Diversity in the Battered Women’s Movement
We didn’t think much about diversity in the early years of the battered women’s movement. It just was. Diverse women worked side-by-side as volunteers to save our sisters and ourselves.
Some of us opened shelters. In the early years, these were homes that a realtor or friend could donate or lend to us. Volunteers ran the shelters. We used what we had for safety and kept a baseball bat by the front door. After you had been a shelter resident for a few days, we handed you the phone and expected you to answer the hotline for us. Some of us opened safe houses because we had an extra bedroom or two and brought battered women and their children into our homes.
We modeled our shelters and safe houses after the Underground Railroad, learning from sisters of color. Lesbians led our work in many communities and we learned that we would all be called “lesbians” if we were doing good work and we cared about women. Jewish women taught us about the religious discrimination they faced within the community and within our shelters.
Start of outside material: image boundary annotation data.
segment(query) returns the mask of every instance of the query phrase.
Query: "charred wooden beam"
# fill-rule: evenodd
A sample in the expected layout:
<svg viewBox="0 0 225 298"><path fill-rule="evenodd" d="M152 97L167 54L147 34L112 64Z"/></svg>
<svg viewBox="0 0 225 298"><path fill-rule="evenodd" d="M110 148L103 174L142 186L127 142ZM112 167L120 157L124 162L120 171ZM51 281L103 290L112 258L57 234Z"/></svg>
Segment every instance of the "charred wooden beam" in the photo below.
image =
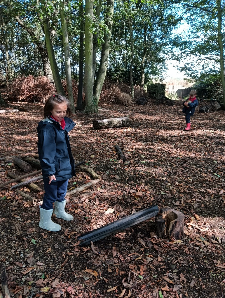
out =
<svg viewBox="0 0 225 298"><path fill-rule="evenodd" d="M42 170L39 170L38 171L36 171L32 173L30 173L30 174L27 174L25 175L24 175L23 176L21 176L20 177L18 177L18 178L16 178L12 180L10 180L9 181L6 181L5 182L4 182L4 183L2 183L1 184L0 184L0 188L1 187L3 187L3 186L5 186L6 185L8 185L8 184L10 184L13 182L16 182L17 181L19 181L24 178L27 178L27 177L31 177L32 176L34 176L35 175L39 174L40 173L41 173L41 172Z"/></svg>
<svg viewBox="0 0 225 298"><path fill-rule="evenodd" d="M158 206L154 205L115 221L105 226L79 236L77 238L78 239L84 240L80 244L79 246L85 246L89 244L91 241L94 242L118 231L139 224L143 221L156 216L158 212Z"/></svg>
<svg viewBox="0 0 225 298"><path fill-rule="evenodd" d="M129 126L131 122L128 117L122 117L118 118L110 118L102 120L93 121L93 127L95 129L103 127L120 127Z"/></svg>

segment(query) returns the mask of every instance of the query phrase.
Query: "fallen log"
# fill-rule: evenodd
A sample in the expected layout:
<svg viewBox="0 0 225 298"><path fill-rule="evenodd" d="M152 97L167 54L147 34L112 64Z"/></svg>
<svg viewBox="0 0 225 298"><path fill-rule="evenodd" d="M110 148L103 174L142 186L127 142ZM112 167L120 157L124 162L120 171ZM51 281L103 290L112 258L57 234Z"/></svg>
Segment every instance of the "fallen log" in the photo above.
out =
<svg viewBox="0 0 225 298"><path fill-rule="evenodd" d="M178 240L182 239L183 238L184 214L174 209L166 208L162 209L160 213L155 222L156 235L161 237L166 234L170 238ZM160 218L165 222L166 232L165 225L162 224L163 221L159 221Z"/></svg>
<svg viewBox="0 0 225 298"><path fill-rule="evenodd" d="M30 164L22 160L20 158L15 157L13 159L13 162L14 164L16 165L20 168L25 173L28 173L28 172L32 170L31 166Z"/></svg>
<svg viewBox="0 0 225 298"><path fill-rule="evenodd" d="M9 177L10 177L10 178L18 178L19 176L18 176L17 175L16 175L14 173L12 173L11 172L10 172L9 171L7 171L7 175ZM26 181L25 179L21 179L19 181ZM30 188L32 188L32 189L34 190L36 190L36 191L42 191L42 190L41 188L40 188L39 186L36 185L34 183L30 183L30 184L28 184L27 186L28 187Z"/></svg>
<svg viewBox="0 0 225 298"><path fill-rule="evenodd" d="M86 166L80 165L79 166L79 167L82 171L85 171L85 172L89 173L94 179L99 179L100 180L102 179L102 177L100 176L96 173L93 170L89 167L87 167Z"/></svg>
<svg viewBox="0 0 225 298"><path fill-rule="evenodd" d="M36 158L38 159L39 159L39 156L38 155L38 154L33 152L30 152L30 153L25 153L25 154L22 154L22 158L26 156L31 156L32 157L34 157L34 158Z"/></svg>
<svg viewBox="0 0 225 298"><path fill-rule="evenodd" d="M37 155L38 156L38 154ZM33 157L32 157L30 156L26 156L25 157L22 157L22 159L23 160L24 160L24 161L26 162L27 162L30 164L31 164L31 165L35 167L37 169L41 169L42 168L41 166L40 161L39 159L34 158Z"/></svg>
<svg viewBox="0 0 225 298"><path fill-rule="evenodd" d="M118 156L120 159L122 159L124 162L126 161L126 157L123 155L122 152L122 150L117 145L116 145L115 146L115 149L117 150L117 152L118 154Z"/></svg>
<svg viewBox="0 0 225 298"><path fill-rule="evenodd" d="M77 237L78 240L84 240L79 245L81 246L85 246L89 244L91 241L93 242L97 241L115 232L123 230L143 221L155 216L158 212L158 206L157 205L154 205L133 214L128 215L105 226L79 236Z"/></svg>
<svg viewBox="0 0 225 298"><path fill-rule="evenodd" d="M10 293L8 285L5 265L1 262L0 262L0 281L3 297L4 298L10 298Z"/></svg>
<svg viewBox="0 0 225 298"><path fill-rule="evenodd" d="M214 112L218 111L221 108L221 106L216 100L213 100L210 102L211 108Z"/></svg>
<svg viewBox="0 0 225 298"><path fill-rule="evenodd" d="M6 113L18 113L19 110L0 110L0 114Z"/></svg>
<svg viewBox="0 0 225 298"><path fill-rule="evenodd" d="M78 193L80 193L83 190L85 190L85 189L87 189L88 188L89 188L92 186L95 185L96 184L98 183L100 181L99 179L95 179L94 180L92 180L92 181L90 181L90 182L88 182L87 183L85 183L80 186L78 186L72 190L67 192L66 196L70 196L72 195L77 194Z"/></svg>
<svg viewBox="0 0 225 298"><path fill-rule="evenodd" d="M208 113L209 111L209 108L207 105L204 105L199 108L199 113Z"/></svg>
<svg viewBox="0 0 225 298"><path fill-rule="evenodd" d="M28 200L28 201L30 201L30 202L33 201L33 198L30 195L27 195L27 194L25 193L24 193L23 191L22 191L21 190L15 190L15 191L19 193L23 198L26 199L26 200Z"/></svg>
<svg viewBox="0 0 225 298"><path fill-rule="evenodd" d="M13 183L13 182L16 182L17 181L19 181L24 178L27 178L27 177L31 177L32 176L34 176L35 175L37 175L38 174L39 174L40 173L41 173L41 172L42 170L39 170L38 171L36 171L32 173L30 173L30 174L27 174L25 175L24 175L23 176L18 177L18 178L15 178L12 180L10 180L9 181L6 181L5 182L4 182L4 183L2 183L1 184L0 184L0 188L1 187L3 187L3 186L5 186L6 185L8 185L8 184L10 184L11 183Z"/></svg>
<svg viewBox="0 0 225 298"><path fill-rule="evenodd" d="M121 127L129 126L131 122L128 117L122 117L118 118L110 118L96 120L93 122L93 127L95 129L100 128Z"/></svg>
<svg viewBox="0 0 225 298"><path fill-rule="evenodd" d="M37 176L36 177L34 177L29 180L25 180L22 182L21 182L18 184L15 184L14 185L11 186L10 188L11 189L13 189L14 188L18 188L18 187L21 187L22 186L24 186L24 185L26 185L27 184L29 184L31 182L34 182L34 181L37 181L38 180L42 180L43 177L42 175L40 175L39 176Z"/></svg>

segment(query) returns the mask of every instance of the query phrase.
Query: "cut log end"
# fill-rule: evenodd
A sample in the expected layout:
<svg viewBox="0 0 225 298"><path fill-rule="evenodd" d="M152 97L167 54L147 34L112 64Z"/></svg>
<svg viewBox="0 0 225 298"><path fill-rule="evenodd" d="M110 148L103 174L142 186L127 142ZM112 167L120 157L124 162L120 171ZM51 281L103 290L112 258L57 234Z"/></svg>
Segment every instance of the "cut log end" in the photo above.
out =
<svg viewBox="0 0 225 298"><path fill-rule="evenodd" d="M156 218L156 233L160 238L166 235L170 238L180 240L183 238L184 221L184 215L182 212L173 209L163 209Z"/></svg>

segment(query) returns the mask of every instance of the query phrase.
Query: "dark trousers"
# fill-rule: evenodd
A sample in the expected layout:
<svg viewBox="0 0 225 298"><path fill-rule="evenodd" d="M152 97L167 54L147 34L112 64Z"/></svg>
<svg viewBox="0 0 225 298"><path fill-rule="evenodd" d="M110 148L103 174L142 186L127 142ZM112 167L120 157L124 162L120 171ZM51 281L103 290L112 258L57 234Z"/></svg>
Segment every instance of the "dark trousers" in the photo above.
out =
<svg viewBox="0 0 225 298"><path fill-rule="evenodd" d="M44 195L43 203L41 206L42 209L50 210L53 208L52 205L56 201L62 202L65 199L69 179L61 181L52 180L50 184L48 181L44 182L45 193Z"/></svg>
<svg viewBox="0 0 225 298"><path fill-rule="evenodd" d="M190 123L191 116L190 114L185 114L185 120L186 123Z"/></svg>

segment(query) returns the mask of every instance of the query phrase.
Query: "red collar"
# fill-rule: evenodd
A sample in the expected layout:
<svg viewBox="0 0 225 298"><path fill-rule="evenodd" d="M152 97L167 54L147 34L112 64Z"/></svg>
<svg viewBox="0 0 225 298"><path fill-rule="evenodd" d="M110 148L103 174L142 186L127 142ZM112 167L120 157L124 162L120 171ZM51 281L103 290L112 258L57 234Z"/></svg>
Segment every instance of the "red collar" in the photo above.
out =
<svg viewBox="0 0 225 298"><path fill-rule="evenodd" d="M188 100L191 100L192 103L193 103L194 100L195 100L196 99L196 97L195 96L193 98L192 98L191 97L189 97L189 99Z"/></svg>
<svg viewBox="0 0 225 298"><path fill-rule="evenodd" d="M56 119L55 119L55 118L54 118L54 117L53 117L53 116L52 116L52 115L51 115L50 117L51 117L51 118L52 118L53 119L54 119L54 120L55 120L55 121L56 121L57 122L59 122L59 121L57 120L56 120ZM65 122L65 120L64 119L64 118L63 118L62 120L61 120L61 124L60 124L60 125L61 126L61 127L62 128L62 129L64 129L65 128L65 126L66 126L66 123Z"/></svg>

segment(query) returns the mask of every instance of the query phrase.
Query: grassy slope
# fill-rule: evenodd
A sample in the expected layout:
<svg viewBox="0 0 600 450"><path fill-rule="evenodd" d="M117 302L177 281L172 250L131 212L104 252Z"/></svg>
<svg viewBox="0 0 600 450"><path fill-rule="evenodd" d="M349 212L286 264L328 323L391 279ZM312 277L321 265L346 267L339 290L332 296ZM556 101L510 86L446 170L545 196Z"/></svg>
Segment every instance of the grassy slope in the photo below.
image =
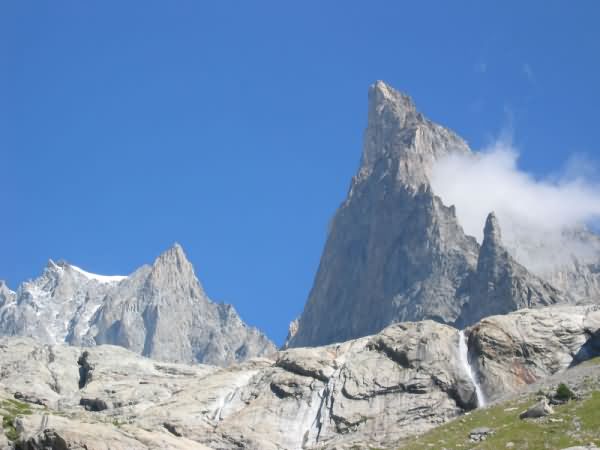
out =
<svg viewBox="0 0 600 450"><path fill-rule="evenodd" d="M27 403L19 402L13 399L0 401L0 415L2 416L2 430L10 441L18 437L15 429L15 419L18 416L31 414L31 409Z"/></svg>
<svg viewBox="0 0 600 450"><path fill-rule="evenodd" d="M519 413L536 402L530 397L473 411L429 433L406 442L403 449L560 449L594 442L600 445L600 391L587 398L556 406L555 414L536 420L521 420ZM472 443L474 428L490 427L495 434Z"/></svg>

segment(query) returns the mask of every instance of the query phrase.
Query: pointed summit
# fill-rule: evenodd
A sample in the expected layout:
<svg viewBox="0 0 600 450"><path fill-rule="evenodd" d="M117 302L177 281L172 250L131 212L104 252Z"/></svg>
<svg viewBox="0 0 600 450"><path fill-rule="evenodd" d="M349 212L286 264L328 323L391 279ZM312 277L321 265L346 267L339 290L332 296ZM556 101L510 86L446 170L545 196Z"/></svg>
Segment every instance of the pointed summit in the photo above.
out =
<svg viewBox="0 0 600 450"><path fill-rule="evenodd" d="M468 283L468 301L456 321L460 328L483 317L561 302L560 292L515 261L502 245L498 218L485 221L477 271Z"/></svg>
<svg viewBox="0 0 600 450"><path fill-rule="evenodd" d="M153 267L157 266L173 266L176 267L179 272L191 271L193 273L194 271L192 263L190 263L183 251L183 247L177 242L156 258Z"/></svg>
<svg viewBox="0 0 600 450"><path fill-rule="evenodd" d="M400 127L408 118L416 118L417 108L412 99L381 80L369 86L369 125L392 116ZM392 117L389 117L390 119Z"/></svg>
<svg viewBox="0 0 600 450"><path fill-rule="evenodd" d="M361 167L353 183L374 176L416 191L429 184L434 162L450 153L470 153L456 134L426 119L412 99L383 81L369 87L369 112Z"/></svg>
<svg viewBox="0 0 600 450"><path fill-rule="evenodd" d="M488 244L502 244L502 233L500 231L500 223L494 212L488 214L485 221L485 227L483 229L483 241L484 245L487 241Z"/></svg>

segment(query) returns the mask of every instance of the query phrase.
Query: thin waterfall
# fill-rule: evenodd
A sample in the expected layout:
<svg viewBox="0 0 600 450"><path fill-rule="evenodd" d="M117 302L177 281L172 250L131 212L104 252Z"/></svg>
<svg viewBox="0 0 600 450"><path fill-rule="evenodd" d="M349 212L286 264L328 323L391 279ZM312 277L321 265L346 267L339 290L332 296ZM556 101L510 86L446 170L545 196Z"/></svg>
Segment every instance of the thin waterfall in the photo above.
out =
<svg viewBox="0 0 600 450"><path fill-rule="evenodd" d="M467 339L463 330L460 330L458 332L458 355L460 357L460 362L463 365L465 373L475 386L475 394L477 395L477 406L481 408L482 406L485 406L485 397L483 396L481 386L477 381L475 374L473 373L471 364L469 364L469 348L467 347Z"/></svg>

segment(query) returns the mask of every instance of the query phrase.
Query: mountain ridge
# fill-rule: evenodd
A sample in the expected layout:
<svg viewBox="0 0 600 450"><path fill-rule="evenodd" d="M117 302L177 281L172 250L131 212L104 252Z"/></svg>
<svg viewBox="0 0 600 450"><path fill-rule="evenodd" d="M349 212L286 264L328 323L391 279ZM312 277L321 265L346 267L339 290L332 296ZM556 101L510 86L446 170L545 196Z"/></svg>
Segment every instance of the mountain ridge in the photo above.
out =
<svg viewBox="0 0 600 450"><path fill-rule="evenodd" d="M217 365L275 350L231 305L208 298L177 243L126 277L49 260L16 293L2 286L0 334L49 344L115 344L159 360Z"/></svg>

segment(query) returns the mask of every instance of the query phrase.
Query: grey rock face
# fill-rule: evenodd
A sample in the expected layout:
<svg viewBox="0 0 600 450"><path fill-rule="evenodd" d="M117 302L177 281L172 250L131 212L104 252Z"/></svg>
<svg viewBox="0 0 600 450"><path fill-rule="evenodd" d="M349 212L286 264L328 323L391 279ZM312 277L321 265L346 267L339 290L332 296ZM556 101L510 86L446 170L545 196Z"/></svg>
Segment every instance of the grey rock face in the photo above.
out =
<svg viewBox="0 0 600 450"><path fill-rule="evenodd" d="M523 309L466 333L480 384L495 399L600 355L600 306Z"/></svg>
<svg viewBox="0 0 600 450"><path fill-rule="evenodd" d="M600 302L600 239L591 233L581 234L582 246L597 250L588 260L567 258L560 271L537 275L510 256L535 260L536 248L507 251L497 224L488 223L481 249L465 235L429 181L449 154L470 149L406 95L371 86L361 164L287 346L339 342L406 320L464 325L523 307Z"/></svg>
<svg viewBox="0 0 600 450"><path fill-rule="evenodd" d="M486 221L477 271L465 286L469 300L463 306L458 326L483 317L507 314L566 302L567 296L531 274L502 245L500 225L494 213Z"/></svg>
<svg viewBox="0 0 600 450"><path fill-rule="evenodd" d="M50 261L13 297L0 307L0 333L48 344L114 344L159 360L215 365L275 351L232 306L210 301L179 245L128 277Z"/></svg>
<svg viewBox="0 0 600 450"><path fill-rule="evenodd" d="M370 88L361 167L333 219L290 346L364 336L397 321L458 317L456 293L475 269L479 246L428 183L433 162L451 152L469 149L408 97L382 82Z"/></svg>
<svg viewBox="0 0 600 450"><path fill-rule="evenodd" d="M600 354L590 343L592 336L600 343L600 308L522 310L484 319L466 334L471 364L493 400ZM400 323L218 368L153 361L110 345L4 337L0 400L17 391L43 400L48 409L31 405L34 414L20 421L21 439L60 438L71 448L104 448L102 439L141 449L397 448L474 407L458 339L458 330L433 321ZM90 372L81 385L84 351ZM86 409L82 399L101 407Z"/></svg>

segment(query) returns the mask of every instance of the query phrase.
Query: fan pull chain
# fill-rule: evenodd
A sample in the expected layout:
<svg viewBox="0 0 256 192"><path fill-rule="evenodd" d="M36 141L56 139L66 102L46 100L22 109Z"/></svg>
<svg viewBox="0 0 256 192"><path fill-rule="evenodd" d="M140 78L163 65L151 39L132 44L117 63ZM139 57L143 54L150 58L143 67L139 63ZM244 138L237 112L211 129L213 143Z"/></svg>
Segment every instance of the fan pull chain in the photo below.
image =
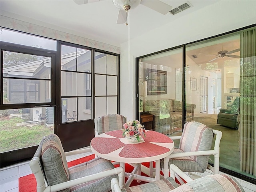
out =
<svg viewBox="0 0 256 192"><path fill-rule="evenodd" d="M128 24L127 23L127 15L128 15L128 12L129 11L129 10L126 10L126 22L125 23L126 25L128 25Z"/></svg>

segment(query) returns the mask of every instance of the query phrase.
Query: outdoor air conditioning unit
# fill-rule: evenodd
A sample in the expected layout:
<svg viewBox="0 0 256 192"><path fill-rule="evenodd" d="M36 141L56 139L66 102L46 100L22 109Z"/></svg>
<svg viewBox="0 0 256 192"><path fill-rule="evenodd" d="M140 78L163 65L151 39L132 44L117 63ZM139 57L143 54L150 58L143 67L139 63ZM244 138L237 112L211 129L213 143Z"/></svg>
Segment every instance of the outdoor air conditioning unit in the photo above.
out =
<svg viewBox="0 0 256 192"><path fill-rule="evenodd" d="M42 108L34 108L30 109L30 118L32 121L40 120L40 115L42 114Z"/></svg>

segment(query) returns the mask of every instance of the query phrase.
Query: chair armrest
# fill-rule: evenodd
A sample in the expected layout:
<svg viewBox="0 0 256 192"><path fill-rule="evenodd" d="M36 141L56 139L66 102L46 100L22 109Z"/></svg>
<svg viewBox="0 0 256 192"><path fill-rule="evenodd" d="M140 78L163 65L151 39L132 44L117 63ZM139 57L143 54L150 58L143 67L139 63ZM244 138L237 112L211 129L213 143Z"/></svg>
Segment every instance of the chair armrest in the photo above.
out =
<svg viewBox="0 0 256 192"><path fill-rule="evenodd" d="M98 133L98 131L96 131L96 130L95 130L95 131L94 132L94 134L95 134L95 137L97 137L98 136L99 136L99 133Z"/></svg>
<svg viewBox="0 0 256 192"><path fill-rule="evenodd" d="M186 182L192 181L193 179L189 177L174 164L170 165L170 173L171 177L175 180L175 174L183 179Z"/></svg>
<svg viewBox="0 0 256 192"><path fill-rule="evenodd" d="M177 140L178 139L180 139L181 136L172 136L172 137L169 137L172 140Z"/></svg>
<svg viewBox="0 0 256 192"><path fill-rule="evenodd" d="M191 156L196 156L200 155L214 155L217 153L217 152L214 150L208 150L207 151L194 151L192 152L185 152L184 153L178 153L171 154L168 158L169 159L176 158L177 157L188 157Z"/></svg>
<svg viewBox="0 0 256 192"><path fill-rule="evenodd" d="M65 156L70 156L70 155L77 155L78 154L81 154L82 153L89 153L92 152L90 148L86 148L85 149L78 149L77 150L74 150L73 151L68 151L65 153Z"/></svg>
<svg viewBox="0 0 256 192"><path fill-rule="evenodd" d="M83 183L89 181L100 179L107 176L116 174L118 174L118 175L119 185L120 186L120 188L122 188L124 185L124 184L123 183L123 181L124 179L124 168L122 167L118 167L111 170L103 171L100 173L85 176L81 178L66 181L59 184L48 186L46 187L44 191L56 192L74 186L82 184Z"/></svg>

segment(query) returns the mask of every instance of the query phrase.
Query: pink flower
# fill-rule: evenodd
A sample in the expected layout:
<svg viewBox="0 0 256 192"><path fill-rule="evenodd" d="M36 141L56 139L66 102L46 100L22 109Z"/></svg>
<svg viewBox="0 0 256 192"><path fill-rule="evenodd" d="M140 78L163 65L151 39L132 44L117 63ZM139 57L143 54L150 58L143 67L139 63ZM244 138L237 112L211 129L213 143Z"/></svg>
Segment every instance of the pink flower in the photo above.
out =
<svg viewBox="0 0 256 192"><path fill-rule="evenodd" d="M130 134L130 136L133 136L134 134L134 132L132 131L130 131L129 133Z"/></svg>

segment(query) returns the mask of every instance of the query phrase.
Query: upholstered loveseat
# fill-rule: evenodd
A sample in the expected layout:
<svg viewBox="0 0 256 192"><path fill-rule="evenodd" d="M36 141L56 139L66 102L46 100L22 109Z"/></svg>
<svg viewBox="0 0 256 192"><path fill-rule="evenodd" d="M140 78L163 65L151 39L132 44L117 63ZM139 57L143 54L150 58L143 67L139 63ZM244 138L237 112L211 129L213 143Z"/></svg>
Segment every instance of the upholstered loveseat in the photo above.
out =
<svg viewBox="0 0 256 192"><path fill-rule="evenodd" d="M182 103L174 99L148 100L145 103L145 111L154 117L155 130L171 134L182 129ZM195 104L187 103L187 122L194 120Z"/></svg>

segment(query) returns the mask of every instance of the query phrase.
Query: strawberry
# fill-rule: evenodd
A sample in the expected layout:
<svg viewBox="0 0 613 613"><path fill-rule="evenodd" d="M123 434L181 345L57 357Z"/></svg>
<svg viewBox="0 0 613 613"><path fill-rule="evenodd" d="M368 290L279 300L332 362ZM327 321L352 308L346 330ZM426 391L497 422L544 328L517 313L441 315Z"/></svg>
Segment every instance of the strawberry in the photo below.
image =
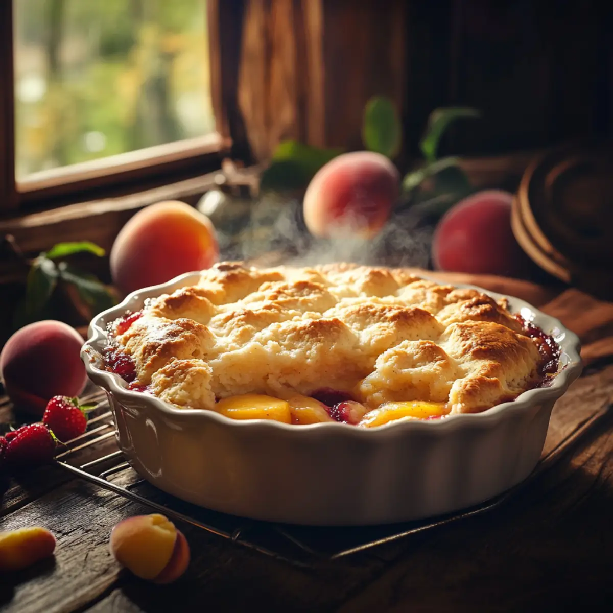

At the forefront of this work was always the battered or formerly battered women who had the experience, who knew what they needed, who had saved themselves and were now saving others. Most did not have the traditional education that might be required by a social service organization. Many of us were fearless in our ignorance. When we wanted to change police behavior, we made appointments with police chiefs. We were not always well-received. But, we didn’t give up and every once in a while, we made sense to a chief who was willing to try something new.
The police chiefs told us their hands were tied by the law so we decided we could change the law. None of us had any experience, but we went in groups and made appointments with legislators in Tallahassee. We learned about the legislative session. One of the first laws we created in Florida was the Marriage License Trust Fund to create a funding source for the shelters in Florida. At first, the law had its limitations. We could only serve married or formerly married women with the funds because the legislature did not want to be seen condoning families “living in sin.” Since at least half of the women we served were not legally married, that forced us to look for other funding streams and many of us successfully turned to our local United Ways.
Battered and formerly battered women were always at the forefront of this work. However, we discovered that, when women were sent to meet with their state coalitions or their national coalitions, more women with degrees and credentials were sent to represent us. Nationally, we organized a task force that would always have a representative at the table when decisions were being made. We gained the ability to stop the discussion on a proposal and call a caucus if we felt the conversation was not reflecting our views or potentially causing more danger to battered women.
This model began to drift down to the state level and caucuses and task forces began to form, giving battered and formerly battered women a voice. For six years, I co-chaired the national task force and I found my voice through trial and error and an enormous amount of emotional discussion when all decisions were made by consensus. It was an exciting and empowering time.